Além de críticas a representação-espelho, o autor também critica os outros dois modelos. Para ele, a representação como delegação ou como relação de confiança constitui as faces opostas da mesma moeda. O primeiro tem uma certa vinculação à representação como espelho e responde a uma lógica “de minimização da distinção representantes-representados, mas levada para um plano diverso, para o da ação substitutiva de comportamentos, de preferência ao da reprodução imitativa de características existenciais.” (ibidem: 1103)

No caso do modelo fiduciário, a escolha tem por base, “a exigência de superar a fragmentação particular que inevitavelmente brotaria da representação delegada. Este modelo presta-se, de modo particular , para variações em relação ao tipo de ‘centro focal’ preestabelecido para ação do representante” Para Cotta, ainda

na mesma página, “o problema maior que este modelo levanta é o da possível não correspondência das percepções que respectivamente têm representantes e representados do interesse destes últimos.” Quer dizer, ele não apresenta “uma solução satisfatória para uma situação onde há pontos de vistas diferentes, o que é, exatamente, um dos pontos cruciais da vida política.”

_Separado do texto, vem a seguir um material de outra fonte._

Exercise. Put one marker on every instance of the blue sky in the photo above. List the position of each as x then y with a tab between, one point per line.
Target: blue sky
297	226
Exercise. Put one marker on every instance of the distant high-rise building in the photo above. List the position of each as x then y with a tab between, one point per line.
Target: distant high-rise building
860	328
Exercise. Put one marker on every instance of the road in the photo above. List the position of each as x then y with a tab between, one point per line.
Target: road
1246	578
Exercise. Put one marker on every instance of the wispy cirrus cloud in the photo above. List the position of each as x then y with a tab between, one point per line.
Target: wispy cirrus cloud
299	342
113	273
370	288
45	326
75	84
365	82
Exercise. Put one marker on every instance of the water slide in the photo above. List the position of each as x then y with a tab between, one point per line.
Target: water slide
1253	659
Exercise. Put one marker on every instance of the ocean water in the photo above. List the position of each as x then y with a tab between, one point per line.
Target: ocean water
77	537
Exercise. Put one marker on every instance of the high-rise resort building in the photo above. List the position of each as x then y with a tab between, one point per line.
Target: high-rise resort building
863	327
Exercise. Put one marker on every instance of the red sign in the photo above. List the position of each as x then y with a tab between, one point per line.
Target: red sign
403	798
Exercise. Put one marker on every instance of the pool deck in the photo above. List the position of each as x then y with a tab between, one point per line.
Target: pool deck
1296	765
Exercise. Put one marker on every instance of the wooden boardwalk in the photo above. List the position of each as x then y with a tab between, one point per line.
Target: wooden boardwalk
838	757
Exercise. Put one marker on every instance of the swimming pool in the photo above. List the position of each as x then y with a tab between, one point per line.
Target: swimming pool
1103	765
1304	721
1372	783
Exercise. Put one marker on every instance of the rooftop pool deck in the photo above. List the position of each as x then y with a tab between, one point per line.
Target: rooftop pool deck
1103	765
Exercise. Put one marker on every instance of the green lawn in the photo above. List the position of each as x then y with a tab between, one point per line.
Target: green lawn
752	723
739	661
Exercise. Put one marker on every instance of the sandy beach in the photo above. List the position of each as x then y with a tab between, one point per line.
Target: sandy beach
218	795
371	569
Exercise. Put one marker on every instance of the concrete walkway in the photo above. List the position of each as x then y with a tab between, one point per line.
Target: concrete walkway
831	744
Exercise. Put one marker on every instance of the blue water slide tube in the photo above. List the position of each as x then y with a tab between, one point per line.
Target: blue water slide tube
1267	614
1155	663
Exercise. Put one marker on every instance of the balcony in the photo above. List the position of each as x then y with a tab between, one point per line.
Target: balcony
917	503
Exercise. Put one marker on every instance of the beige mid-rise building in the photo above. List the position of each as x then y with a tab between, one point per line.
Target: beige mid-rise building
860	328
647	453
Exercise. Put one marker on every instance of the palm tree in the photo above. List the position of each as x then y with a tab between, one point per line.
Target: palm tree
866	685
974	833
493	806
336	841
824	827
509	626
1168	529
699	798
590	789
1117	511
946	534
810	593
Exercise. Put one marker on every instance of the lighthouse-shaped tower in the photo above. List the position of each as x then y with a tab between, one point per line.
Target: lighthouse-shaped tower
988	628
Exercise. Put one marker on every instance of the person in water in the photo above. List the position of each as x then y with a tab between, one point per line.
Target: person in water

O autor salienta que nenhum dos modelos apresentados pela bibliografia consegue, em sua forma pura, desenvolver uma atuação completa. No modelo fiduciário, percebe-se a necessidade de maior autonomia por parte do representante. Na delegação, o problema é com o elemento vínculo ao qual o representante está sujeito. Sem tal elemento, a função da representação seria desnaturada, já que ele garante um certo grau de controle dos cidadãos sobre o poder político.

Embora também apresente pontos negativos, “a representação-espelho parece responder melhor às exigência de ordem simbólica e psicológica.” Continua: “os grupos pouco integrados, marginais de um sistema político, terão necessidade não só de representantes que ‘zelem por seus interesses’ mas ainda de representantes que, pelas suas características pessoais, neles se possam identificar e sentir-se ‘presentes’ na organização política.” (ibidem. 1104).

Em função da complexidade na conceituação da representação, explica que alguns autores da área política têm preferido outras definições para o termo, o que caracteriza ainda mais seus aspectos polissêmicos e heterogêneos. Ao invés de utilizar representação, eles preferem falar em “seleção das lideranças de delegação de soberania popular, de legitimação, de controle político, de participação indireta e de

transmissão de questionamento político. Usar-se-iam, assim, conceitos mais simples e suscetíveis de uma interpretação mais unívoca.” ( ibidem: 1106).